Nine-year-old Elyse Brown lived in Jericho, Long Island, in a new suburban neighborhood built upon potato fields and brimming with optimism. Her father, the son of poor Russian immigrants, took to heart the idea that, like Kennedy, he could get ahead in life. So, every day, he put on his suit and took the train to Manhattan for work. That idealism pervaded Brown’s household. She writes:
The North Shore of Long Island was developing into what some considered an affluent area, and my mom relished in that designation. In some ways, I think she fancied herself to be like Jackie Kennedy. She loved her style, clothes and grace. I recall her wearing a Jackie-inspired baby-blue silk suit and pillbox hat for my brother's bar mitzvah in 1962.
Growing up on Long Island was as idyllic as it was insulating. Our world felt protected and pure. Like children should, we played hard. Sledding on local hills in winter and hitting Jones Beach in summer. After school, hours were spent playing kickball till the sunset or taking ballet lessons with Mrs. Schwartz. We enjoyed football games, the Jericho Cider Mill, apple picking and Lollypop Farm. Suburbia was at its leading edge, not quite country and not the city.
As pastoral as life seemed to be, the Kennedy assassination unearthed an emerging consciousness that an America existed outside the confines of my life experience. Changes were on the horizon. I watched, frightened, as my fourth-grade teacher, Mrs. Reinhardt, cried upon hearing of the Kennedy assassination. As time went on, our sense of impunity was eroded by current events. Hardships and pain existed beyond my tree-lined streets. I was perhaps shrouded by innocence; but began to feel connected to a world that extended beyond the Long Island peninsula.
Sandra Snow, 11 in 1963, grew up in a Michigan farming community in close-knit St. Clair County where residents gathered in times of celebration and tragedy, taking care of neighbors as if they were extended family. She says, “Trouble then seemed smaller.” She writes:
I don't recall it mattering what religion someone practiced until a few days after Kennedy was gone. I knew there had been some discussion about Kennedy's fitness for the job before he had been elected. People had been worried if his allegiance was to the country or to the pope. I was not concerned nor were my parents. But when I went back to the one-room schoolhouse I attended, after the president's funeral and our three days of national mourning, I was shocked to discover that some kids were glad the "dirty thieving Irish Catholic Kennedy was dead." I had never suspected such hatred for a president could exist.

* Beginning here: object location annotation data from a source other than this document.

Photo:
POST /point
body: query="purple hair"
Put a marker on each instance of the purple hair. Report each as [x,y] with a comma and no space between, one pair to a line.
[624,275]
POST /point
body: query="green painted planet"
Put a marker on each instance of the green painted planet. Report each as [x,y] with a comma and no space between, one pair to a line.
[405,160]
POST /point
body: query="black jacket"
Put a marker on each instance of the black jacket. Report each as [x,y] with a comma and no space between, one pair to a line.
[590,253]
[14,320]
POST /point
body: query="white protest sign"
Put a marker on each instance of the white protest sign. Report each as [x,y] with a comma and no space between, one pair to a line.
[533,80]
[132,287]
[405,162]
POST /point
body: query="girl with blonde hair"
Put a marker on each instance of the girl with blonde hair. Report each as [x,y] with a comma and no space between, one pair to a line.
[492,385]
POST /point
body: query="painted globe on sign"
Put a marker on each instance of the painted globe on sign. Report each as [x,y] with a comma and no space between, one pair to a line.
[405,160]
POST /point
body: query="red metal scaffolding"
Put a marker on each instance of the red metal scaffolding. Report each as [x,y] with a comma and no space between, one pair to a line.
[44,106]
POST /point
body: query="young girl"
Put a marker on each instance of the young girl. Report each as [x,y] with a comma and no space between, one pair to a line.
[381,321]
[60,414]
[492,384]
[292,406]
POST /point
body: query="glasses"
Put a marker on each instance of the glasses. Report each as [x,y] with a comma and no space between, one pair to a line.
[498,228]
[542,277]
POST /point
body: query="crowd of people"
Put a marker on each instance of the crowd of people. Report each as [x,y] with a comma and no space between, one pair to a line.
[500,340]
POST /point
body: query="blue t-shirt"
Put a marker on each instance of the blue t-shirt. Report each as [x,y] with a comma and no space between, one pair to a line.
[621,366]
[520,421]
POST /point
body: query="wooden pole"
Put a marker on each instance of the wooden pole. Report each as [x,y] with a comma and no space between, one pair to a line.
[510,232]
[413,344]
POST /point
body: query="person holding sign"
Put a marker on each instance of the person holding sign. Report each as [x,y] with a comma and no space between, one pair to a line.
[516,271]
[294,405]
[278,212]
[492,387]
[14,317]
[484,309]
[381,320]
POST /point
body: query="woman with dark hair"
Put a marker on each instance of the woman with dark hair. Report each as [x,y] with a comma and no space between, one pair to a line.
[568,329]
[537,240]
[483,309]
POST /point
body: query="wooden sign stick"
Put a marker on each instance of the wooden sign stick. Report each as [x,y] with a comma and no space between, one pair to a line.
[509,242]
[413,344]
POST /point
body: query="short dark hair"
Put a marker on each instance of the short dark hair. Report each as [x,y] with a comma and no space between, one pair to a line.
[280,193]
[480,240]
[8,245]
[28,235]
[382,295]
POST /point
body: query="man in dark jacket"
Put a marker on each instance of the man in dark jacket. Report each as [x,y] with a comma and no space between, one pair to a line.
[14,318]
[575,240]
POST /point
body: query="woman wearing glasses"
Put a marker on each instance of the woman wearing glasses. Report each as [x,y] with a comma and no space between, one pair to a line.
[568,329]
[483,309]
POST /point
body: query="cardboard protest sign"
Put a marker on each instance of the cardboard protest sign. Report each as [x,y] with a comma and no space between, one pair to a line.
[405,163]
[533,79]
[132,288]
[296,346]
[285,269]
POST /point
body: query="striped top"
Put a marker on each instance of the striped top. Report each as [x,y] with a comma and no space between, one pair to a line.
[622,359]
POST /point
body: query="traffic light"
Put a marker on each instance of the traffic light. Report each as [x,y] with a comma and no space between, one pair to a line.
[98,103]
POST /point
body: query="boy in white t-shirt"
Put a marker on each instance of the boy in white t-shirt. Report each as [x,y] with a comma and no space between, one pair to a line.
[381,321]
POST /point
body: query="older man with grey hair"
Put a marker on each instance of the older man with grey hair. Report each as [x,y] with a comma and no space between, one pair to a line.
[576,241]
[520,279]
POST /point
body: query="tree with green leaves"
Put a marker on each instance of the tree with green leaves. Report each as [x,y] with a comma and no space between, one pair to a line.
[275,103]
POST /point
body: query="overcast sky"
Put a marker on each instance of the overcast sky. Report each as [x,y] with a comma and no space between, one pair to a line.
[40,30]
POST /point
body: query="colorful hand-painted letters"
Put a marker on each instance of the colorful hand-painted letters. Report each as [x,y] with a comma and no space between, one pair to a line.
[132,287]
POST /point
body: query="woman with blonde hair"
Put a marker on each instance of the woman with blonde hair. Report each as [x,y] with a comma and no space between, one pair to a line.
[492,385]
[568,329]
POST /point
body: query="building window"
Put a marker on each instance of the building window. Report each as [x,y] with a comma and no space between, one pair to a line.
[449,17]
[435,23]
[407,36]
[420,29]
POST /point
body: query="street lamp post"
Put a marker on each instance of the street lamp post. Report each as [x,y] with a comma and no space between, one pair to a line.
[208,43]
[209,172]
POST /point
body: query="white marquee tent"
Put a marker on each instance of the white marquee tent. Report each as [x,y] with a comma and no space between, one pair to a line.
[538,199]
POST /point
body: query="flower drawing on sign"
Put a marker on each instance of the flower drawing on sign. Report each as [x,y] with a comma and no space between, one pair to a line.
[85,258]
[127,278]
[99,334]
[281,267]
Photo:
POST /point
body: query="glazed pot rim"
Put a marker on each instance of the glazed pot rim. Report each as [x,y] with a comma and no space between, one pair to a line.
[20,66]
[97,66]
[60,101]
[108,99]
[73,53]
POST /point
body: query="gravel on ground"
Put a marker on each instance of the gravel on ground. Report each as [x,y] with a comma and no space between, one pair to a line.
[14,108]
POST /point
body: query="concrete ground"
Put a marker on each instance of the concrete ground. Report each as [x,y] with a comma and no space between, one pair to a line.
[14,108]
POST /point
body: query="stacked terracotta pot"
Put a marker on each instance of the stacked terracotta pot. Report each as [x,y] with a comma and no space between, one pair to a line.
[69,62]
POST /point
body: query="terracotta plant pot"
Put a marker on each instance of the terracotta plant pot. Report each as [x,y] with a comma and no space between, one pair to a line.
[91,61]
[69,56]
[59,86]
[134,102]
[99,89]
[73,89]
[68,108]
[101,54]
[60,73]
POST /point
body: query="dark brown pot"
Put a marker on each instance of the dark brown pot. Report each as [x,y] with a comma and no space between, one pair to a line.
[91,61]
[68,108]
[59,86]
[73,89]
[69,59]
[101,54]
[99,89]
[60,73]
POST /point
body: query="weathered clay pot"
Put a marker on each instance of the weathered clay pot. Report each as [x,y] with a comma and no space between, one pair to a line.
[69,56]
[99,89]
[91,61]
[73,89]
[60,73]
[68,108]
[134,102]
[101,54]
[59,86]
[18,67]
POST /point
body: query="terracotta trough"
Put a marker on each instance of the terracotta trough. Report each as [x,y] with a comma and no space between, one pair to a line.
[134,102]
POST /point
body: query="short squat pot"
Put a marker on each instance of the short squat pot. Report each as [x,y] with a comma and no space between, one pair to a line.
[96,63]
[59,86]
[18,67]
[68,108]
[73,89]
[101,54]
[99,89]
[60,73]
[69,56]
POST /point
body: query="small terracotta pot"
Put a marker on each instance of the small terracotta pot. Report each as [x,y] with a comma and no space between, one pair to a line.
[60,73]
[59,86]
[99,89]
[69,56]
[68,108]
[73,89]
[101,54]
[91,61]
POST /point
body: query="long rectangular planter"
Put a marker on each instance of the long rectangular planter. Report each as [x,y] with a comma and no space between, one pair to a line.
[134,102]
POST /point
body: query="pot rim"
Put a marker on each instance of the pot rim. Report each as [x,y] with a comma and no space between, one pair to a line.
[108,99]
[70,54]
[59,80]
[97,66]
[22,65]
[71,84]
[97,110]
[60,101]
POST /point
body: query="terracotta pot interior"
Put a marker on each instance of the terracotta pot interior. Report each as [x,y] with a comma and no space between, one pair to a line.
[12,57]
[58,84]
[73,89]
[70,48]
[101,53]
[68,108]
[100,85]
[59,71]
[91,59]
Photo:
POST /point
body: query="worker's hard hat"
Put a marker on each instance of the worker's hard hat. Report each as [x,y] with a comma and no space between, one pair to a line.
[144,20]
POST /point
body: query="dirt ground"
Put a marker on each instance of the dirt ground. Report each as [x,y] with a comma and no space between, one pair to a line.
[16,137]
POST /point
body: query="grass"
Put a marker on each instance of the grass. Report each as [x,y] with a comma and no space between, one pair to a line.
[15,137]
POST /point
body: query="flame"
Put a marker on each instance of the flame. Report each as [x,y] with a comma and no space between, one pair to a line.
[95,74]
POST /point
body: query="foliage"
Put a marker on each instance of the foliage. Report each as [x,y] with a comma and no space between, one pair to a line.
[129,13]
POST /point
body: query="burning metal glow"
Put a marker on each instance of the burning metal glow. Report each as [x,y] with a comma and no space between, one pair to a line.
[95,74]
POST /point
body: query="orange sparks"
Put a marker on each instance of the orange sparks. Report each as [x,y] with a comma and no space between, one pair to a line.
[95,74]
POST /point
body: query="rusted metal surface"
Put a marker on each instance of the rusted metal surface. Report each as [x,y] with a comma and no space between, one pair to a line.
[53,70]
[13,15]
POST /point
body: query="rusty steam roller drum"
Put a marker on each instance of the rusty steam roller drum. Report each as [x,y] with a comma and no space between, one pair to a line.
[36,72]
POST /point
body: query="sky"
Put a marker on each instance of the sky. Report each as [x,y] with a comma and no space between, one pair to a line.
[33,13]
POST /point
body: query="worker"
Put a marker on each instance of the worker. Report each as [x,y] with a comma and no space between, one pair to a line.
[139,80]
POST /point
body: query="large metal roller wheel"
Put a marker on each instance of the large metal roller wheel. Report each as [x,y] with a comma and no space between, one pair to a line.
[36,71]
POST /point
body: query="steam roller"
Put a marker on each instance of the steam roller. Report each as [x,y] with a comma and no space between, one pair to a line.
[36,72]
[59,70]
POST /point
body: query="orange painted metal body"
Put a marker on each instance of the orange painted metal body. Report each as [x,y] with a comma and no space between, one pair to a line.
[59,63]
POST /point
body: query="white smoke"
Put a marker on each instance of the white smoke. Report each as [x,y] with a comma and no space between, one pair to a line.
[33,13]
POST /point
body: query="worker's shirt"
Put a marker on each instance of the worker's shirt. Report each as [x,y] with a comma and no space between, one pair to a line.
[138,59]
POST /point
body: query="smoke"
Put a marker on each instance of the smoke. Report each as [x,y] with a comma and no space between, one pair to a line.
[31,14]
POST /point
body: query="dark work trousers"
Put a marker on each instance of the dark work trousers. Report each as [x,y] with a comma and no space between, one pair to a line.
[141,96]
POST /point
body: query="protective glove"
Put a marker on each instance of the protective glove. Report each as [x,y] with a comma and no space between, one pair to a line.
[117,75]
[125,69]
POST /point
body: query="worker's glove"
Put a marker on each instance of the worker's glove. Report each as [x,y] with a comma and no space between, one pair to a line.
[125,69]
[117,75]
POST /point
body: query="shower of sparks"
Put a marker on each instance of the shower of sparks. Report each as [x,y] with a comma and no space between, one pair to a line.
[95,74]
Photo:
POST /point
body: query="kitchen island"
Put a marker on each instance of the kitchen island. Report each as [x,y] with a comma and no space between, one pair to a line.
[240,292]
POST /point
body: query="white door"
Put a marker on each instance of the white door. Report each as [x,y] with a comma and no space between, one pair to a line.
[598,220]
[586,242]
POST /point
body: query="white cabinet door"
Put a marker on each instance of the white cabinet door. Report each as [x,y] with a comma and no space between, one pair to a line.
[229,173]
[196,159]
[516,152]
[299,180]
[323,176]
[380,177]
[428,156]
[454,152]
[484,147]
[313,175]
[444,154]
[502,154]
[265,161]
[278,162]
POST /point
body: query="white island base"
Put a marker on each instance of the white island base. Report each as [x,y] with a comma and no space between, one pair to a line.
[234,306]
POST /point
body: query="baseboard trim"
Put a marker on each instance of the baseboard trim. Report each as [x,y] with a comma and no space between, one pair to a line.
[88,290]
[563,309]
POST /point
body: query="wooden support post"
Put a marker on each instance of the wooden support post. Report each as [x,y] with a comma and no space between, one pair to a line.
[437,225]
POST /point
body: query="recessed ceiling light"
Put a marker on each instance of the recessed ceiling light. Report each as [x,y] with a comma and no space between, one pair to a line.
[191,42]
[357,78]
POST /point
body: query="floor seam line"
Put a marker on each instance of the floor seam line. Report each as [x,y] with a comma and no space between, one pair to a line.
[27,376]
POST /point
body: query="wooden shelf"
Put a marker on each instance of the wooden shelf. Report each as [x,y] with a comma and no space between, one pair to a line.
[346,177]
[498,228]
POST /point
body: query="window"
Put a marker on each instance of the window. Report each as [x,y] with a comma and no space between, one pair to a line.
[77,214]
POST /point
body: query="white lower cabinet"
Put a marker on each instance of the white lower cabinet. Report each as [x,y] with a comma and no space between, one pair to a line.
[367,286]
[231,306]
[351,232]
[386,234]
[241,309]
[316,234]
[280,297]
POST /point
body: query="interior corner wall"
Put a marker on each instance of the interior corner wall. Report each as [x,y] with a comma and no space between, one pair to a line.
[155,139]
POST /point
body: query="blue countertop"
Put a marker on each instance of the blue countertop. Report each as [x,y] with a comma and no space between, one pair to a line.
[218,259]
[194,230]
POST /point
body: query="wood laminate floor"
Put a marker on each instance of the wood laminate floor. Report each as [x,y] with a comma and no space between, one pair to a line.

All but one or two of us kids had fathers, and one mother, who worked in the factories, mostly at Pontiac Motors on the assembly line. Those who farmed mostly did it part-time or leased their land to full-time farmers. My father, who had grander ideas, had sold the livestock, torn down fences, and had built a nine-hole public golf course on our 60 acres by then.
The cattle and fences were gone, and strangers walked our former farm to play golf. Kennedy was dead, and I have never trusted a human being the same way as I did before those days came to pass. I lost my innocence on the same day the rest of the country did. I don't think the nation has ever been the same way since then. If the president could be shot, then was anyone safe?